One of the newly-emerged cultists fired first, sending a musket ball into the Taino’s midriff. His companion also got off a shot, but missed the other Maroon and hit one of the drunks. Some small fraction of a second later, Zenobia brought him down with a pistol shot. At the same instant, Mondrago fired, and the first guard slammed back against the door of the shed before sliding to the ground, painting a trail of blood down the door from the brain matter adhering to it.
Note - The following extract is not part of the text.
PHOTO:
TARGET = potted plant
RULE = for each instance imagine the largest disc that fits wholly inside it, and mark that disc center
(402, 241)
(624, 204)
Just as Jason was turning, Chantal gave a heave that must have taken every erg of strength in her slight body, jabbed an elbow backwards into the houngan’s stomach, and broke free, dropping so the knife only raked her shoulder. She fell to the ground with a sobbing gasp of pain.
Ha! thought Jason exultantly as he brought his musket to bear on the now exposed Donnez.
As he began to squeeze the trigger, there was a crash behind him. He involuntarily looked over his shoulder, just in time to see the shed’s door flung open with a force that sent the one surviving guard sprawling forward onto the point of Zenobia’s cutlass. With a powerful thrust, she drove the weapon through him, its bloody blade emerging through his back.
But no one paid attention, for what now emerged from the open door in a crouch and rose to its full height had no business in this world.
It all came back to Jason in a rush. The nearly eight-foot stature. The almost dead-white skin. The fine hair like an alloy of silver and gold. The features, more disturbing in their elvish near-humanity than something honestly weird would have been, with up-tilted brow ridges and cheekbones, almost nonexistently thin lips, and long narrow nose with flaring nostrils. And, worst of all, the eyes: huge, tilted, opaque, with no clear demarcation between the pale-blue “whites” and the azure irises.